佐倉市のコロナワクチン接種予約については、大変な混乱に見舞われました。

最終的には16歳以上の国民すべてを対象とした、前代未聞の短期集中型ワクチン接種予約。佐倉市にかかわらず、基礎自治体は相当に気の毒な部分があったことは事実です。

とはいえ、気の毒だからといって「混乱はしょうがないよね」と言っていたらそれは行政の監視的立場にある議員の振る舞いではありません。

そこで、私の質問は

  • 混乱の大きな原因の一つとなった「ウェブ予約システム」の詳細
  • 予約開始時の市長の指揮
  • 接種前倒しの工夫
  • ワクチン予約特命チームの体制の今後
  • 佐倉市公認の方法以外での裏道的ワクチン予約
  • 一人暮らしの高齢者等のワクチン接種
  • 今後の接種券の発送について

を質問しました。

読んでいただければお判りになるかと思いますが、質問に対して明確に答えていない部分が多数見受けられます。これは、答えられない、あるいは非常に答えづらい質問であるからです。

意地悪なように思えるかもしれませんが、こういう「誰かが指摘しておくべき観点」の質問を議員がしなければ、反省なきままうやむやになる可能性が高い。

とても長いので、その点ご容赦ください。


佐倉市のコロナワクチン接種予約について

髙橋質問

新型コロナのワクチン予約について質問させていただきます。ワクチン予約を開始した5月9日はもとより、同月20日に開始されたワクチン予約受付も、電話予約、ウェブ予約共に大変つながりにくい状況でした。無会派議員3名で2回にわたり市長に提出した予約の改善に関する要望書の内容を踏まえつつ質問をさせていただきます。

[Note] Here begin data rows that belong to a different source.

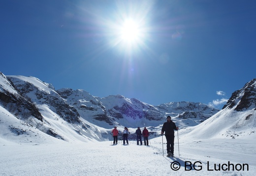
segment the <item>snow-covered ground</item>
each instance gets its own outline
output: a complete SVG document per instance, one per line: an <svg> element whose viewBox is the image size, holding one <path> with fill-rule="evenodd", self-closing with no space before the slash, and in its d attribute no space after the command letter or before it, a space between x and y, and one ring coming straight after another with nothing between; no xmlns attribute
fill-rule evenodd
<svg viewBox="0 0 256 176"><path fill-rule="evenodd" d="M137 146L134 141L125 146L120 141L113 146L111 141L60 141L37 145L5 141L3 145L2 141L0 173L2 176L256 175L255 140L191 141L182 135L179 138L180 156L176 137L174 158L165 156L165 144L163 156L160 136L151 139L149 147ZM164 136L163 139L164 143ZM180 168L174 171L179 164ZM216 171L219 165L221 170Z"/></svg>

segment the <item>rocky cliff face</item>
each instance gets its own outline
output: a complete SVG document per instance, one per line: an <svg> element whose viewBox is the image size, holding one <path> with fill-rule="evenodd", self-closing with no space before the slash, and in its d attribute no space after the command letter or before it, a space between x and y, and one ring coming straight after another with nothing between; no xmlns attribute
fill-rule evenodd
<svg viewBox="0 0 256 176"><path fill-rule="evenodd" d="M246 83L241 89L235 91L223 107L237 111L245 111L256 107L256 78ZM256 109L255 109L256 110Z"/></svg>
<svg viewBox="0 0 256 176"><path fill-rule="evenodd" d="M68 140L66 130L74 131L82 138L102 140L108 138L107 129L113 126L154 127L162 124L167 115L178 125L194 126L219 111L192 102L153 106L120 95L100 98L83 90L55 90L34 77L5 76L1 73L0 103L17 118L64 140ZM60 127L63 125L64 127Z"/></svg>

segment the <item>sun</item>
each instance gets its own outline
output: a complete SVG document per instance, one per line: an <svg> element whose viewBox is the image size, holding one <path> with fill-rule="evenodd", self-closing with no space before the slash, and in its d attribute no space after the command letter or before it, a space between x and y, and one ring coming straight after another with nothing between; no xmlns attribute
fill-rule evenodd
<svg viewBox="0 0 256 176"><path fill-rule="evenodd" d="M120 36L121 40L124 42L133 43L142 37L140 26L136 22L133 20L127 20L121 28Z"/></svg>
<svg viewBox="0 0 256 176"><path fill-rule="evenodd" d="M149 12L153 1L118 1L106 24L108 45L124 53L147 50L152 33Z"/></svg>

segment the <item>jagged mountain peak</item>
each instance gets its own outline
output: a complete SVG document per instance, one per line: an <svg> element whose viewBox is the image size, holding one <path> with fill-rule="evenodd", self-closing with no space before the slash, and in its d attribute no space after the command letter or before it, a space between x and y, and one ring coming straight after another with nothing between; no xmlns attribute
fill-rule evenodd
<svg viewBox="0 0 256 176"><path fill-rule="evenodd" d="M256 107L256 78L247 83L241 89L233 94L224 108L232 109L237 111L244 111Z"/></svg>

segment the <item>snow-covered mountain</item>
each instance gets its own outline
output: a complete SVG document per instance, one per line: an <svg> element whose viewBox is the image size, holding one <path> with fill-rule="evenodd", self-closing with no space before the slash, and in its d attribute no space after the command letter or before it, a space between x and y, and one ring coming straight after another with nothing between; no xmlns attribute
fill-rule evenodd
<svg viewBox="0 0 256 176"><path fill-rule="evenodd" d="M192 139L255 139L256 79L235 91L221 111L183 133Z"/></svg>
<svg viewBox="0 0 256 176"><path fill-rule="evenodd" d="M39 130L67 141L108 140L114 126L122 131L127 126L131 132L137 126L148 126L156 135L168 115L184 127L198 125L219 111L200 103L153 106L119 95L100 98L83 90L55 90L36 77L5 76L1 73L0 105L4 114L0 116L0 125L6 133L31 135L30 131L38 133Z"/></svg>

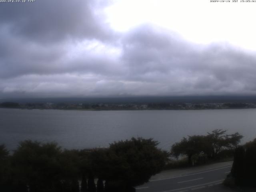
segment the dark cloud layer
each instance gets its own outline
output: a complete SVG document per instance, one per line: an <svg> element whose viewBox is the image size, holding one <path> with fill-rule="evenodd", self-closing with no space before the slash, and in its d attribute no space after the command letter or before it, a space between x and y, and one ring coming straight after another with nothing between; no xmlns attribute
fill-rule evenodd
<svg viewBox="0 0 256 192"><path fill-rule="evenodd" d="M0 97L255 94L255 52L144 24L117 33L100 1L0 6Z"/></svg>

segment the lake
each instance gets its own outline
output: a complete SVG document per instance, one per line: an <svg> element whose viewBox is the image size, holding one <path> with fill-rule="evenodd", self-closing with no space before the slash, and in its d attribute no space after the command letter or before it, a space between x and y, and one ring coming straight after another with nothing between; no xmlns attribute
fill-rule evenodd
<svg viewBox="0 0 256 192"><path fill-rule="evenodd" d="M68 149L107 147L132 137L153 138L169 150L184 136L215 129L256 138L256 109L78 111L0 108L0 144L9 150L26 139L55 141Z"/></svg>

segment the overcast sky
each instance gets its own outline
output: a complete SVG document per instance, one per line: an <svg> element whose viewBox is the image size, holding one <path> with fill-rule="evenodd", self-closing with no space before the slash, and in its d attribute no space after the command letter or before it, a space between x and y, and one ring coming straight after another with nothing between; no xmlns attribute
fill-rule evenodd
<svg viewBox="0 0 256 192"><path fill-rule="evenodd" d="M256 2L230 1L0 2L0 98L256 94Z"/></svg>

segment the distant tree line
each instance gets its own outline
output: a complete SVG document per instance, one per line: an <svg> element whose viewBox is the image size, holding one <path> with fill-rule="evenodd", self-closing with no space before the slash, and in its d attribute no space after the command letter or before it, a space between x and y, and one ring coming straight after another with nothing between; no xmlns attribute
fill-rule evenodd
<svg viewBox="0 0 256 192"><path fill-rule="evenodd" d="M104 150L68 150L25 140L12 154L0 145L0 191L135 191L165 164L167 153L158 144L132 138Z"/></svg>
<svg viewBox="0 0 256 192"><path fill-rule="evenodd" d="M180 156L188 158L188 164L192 164L192 157L204 156L207 159L216 159L220 157L224 152L233 153L243 136L238 132L230 135L225 134L226 130L216 129L207 135L193 135L184 137L172 146L171 155L176 158Z"/></svg>

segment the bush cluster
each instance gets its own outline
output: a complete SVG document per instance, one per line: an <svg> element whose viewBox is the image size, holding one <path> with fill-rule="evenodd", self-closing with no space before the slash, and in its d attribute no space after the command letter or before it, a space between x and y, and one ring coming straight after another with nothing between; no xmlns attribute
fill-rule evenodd
<svg viewBox="0 0 256 192"><path fill-rule="evenodd" d="M135 191L164 167L167 153L152 139L115 142L105 149L62 150L25 140L10 154L0 146L0 191ZM96 183L97 184L96 184Z"/></svg>

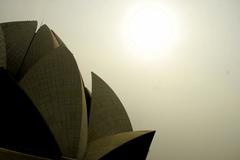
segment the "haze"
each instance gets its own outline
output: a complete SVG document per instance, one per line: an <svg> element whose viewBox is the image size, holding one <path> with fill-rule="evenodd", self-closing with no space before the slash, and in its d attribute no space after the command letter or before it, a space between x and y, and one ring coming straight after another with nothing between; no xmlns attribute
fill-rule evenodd
<svg viewBox="0 0 240 160"><path fill-rule="evenodd" d="M171 41L132 46L126 27L139 4L174 17ZM157 130L148 160L239 160L239 9L237 0L0 0L0 22L52 28L89 89L94 71L122 100L135 130Z"/></svg>

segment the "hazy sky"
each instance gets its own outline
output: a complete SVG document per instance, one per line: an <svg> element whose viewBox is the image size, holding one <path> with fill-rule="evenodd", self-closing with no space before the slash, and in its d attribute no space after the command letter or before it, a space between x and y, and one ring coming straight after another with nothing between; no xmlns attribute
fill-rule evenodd
<svg viewBox="0 0 240 160"><path fill-rule="evenodd" d="M174 33L160 48L134 47L139 6L171 19L156 23ZM32 19L66 43L89 88L91 71L113 88L135 130L157 130L148 160L240 159L239 0L0 0L0 22Z"/></svg>

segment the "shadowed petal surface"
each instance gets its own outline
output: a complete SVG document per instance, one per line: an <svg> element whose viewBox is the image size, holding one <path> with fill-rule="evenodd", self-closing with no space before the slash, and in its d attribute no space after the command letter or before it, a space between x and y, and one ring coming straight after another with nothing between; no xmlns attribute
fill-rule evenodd
<svg viewBox="0 0 240 160"><path fill-rule="evenodd" d="M39 60L20 85L39 109L63 156L83 155L87 143L86 102L76 61L64 46ZM81 144L82 148L79 147Z"/></svg>
<svg viewBox="0 0 240 160"><path fill-rule="evenodd" d="M113 90L92 73L89 140L127 131L132 131L132 126L122 103Z"/></svg>
<svg viewBox="0 0 240 160"><path fill-rule="evenodd" d="M7 69L15 76L35 34L37 22L8 22L2 23L1 26L6 41Z"/></svg>
<svg viewBox="0 0 240 160"><path fill-rule="evenodd" d="M0 88L0 147L48 158L61 157L43 117L3 68L0 68Z"/></svg>
<svg viewBox="0 0 240 160"><path fill-rule="evenodd" d="M50 51L57 47L59 47L59 44L51 30L47 25L41 26L34 36L31 46L19 70L18 79L21 79L35 63L47 54L50 54Z"/></svg>
<svg viewBox="0 0 240 160"><path fill-rule="evenodd" d="M145 160L154 133L124 132L97 139L89 144L86 160Z"/></svg>

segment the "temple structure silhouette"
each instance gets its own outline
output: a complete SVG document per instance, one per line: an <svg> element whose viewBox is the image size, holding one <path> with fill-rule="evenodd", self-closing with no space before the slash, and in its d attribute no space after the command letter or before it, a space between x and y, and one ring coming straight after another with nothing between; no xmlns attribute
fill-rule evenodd
<svg viewBox="0 0 240 160"><path fill-rule="evenodd" d="M144 160L155 131L133 131L114 91L46 25L0 24L0 160Z"/></svg>

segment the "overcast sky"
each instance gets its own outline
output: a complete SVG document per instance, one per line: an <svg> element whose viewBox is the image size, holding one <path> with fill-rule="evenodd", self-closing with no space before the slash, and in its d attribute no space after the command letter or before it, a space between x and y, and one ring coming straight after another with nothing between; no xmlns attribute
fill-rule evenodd
<svg viewBox="0 0 240 160"><path fill-rule="evenodd" d="M139 5L171 19L168 47L132 47ZM148 160L240 159L240 1L0 0L0 22L34 19L65 42L89 89L94 71L135 130L157 130Z"/></svg>

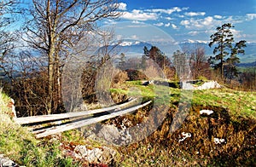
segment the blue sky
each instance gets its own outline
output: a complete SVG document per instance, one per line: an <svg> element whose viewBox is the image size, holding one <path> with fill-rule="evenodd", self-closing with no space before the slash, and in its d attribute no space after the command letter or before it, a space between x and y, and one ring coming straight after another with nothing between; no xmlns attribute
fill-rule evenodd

まず、今回のウェブ予約システムの詳細について伺います。具体的には

  • 当該サービスを運営している会社とサービスの名称
  • 当該システムの決定事由から入札、採用に至った経緯、発注額(これは初期費用とランニングと契約期間)
  • 当該システムの状況(これはウェブサーバー等を含むホスト及び回線容量などについて)
  • 契約期間中のシステム増強(これはスケールアップやスケールアウト、負荷分散などの考慮がなされているかどうか)
  • ホストや回線は佐倉市以外の幾つの自治体のサービスがぶら下がっているのか(この質問は、仮に複数自治体が1つのファシリティを共有しているとすると、同時予約が発生した場合、回線やシステムの処理能力を奪い合い、遅延が発生する可能性を前提に伺っています)
  • 契約時の内容チェックは、情報システム課など知見のある職員が精査したのか

について伺います。また、以上を踏まえて

  • 5月9日の反省を5月20日以降どう反映したのか
  • さらに、予約を開始あるいは再開した5月9日、20日、21日のそれぞれで、西田市長はどこで、どのように陣頭指揮を取っていたのか伺います。

執行部(市役所)回答

まずは、ウェブ予約システムの運用についてでございます。運用は、光ビジネスフォーム株式会社との契約により行い、特にサービスの名称はございません。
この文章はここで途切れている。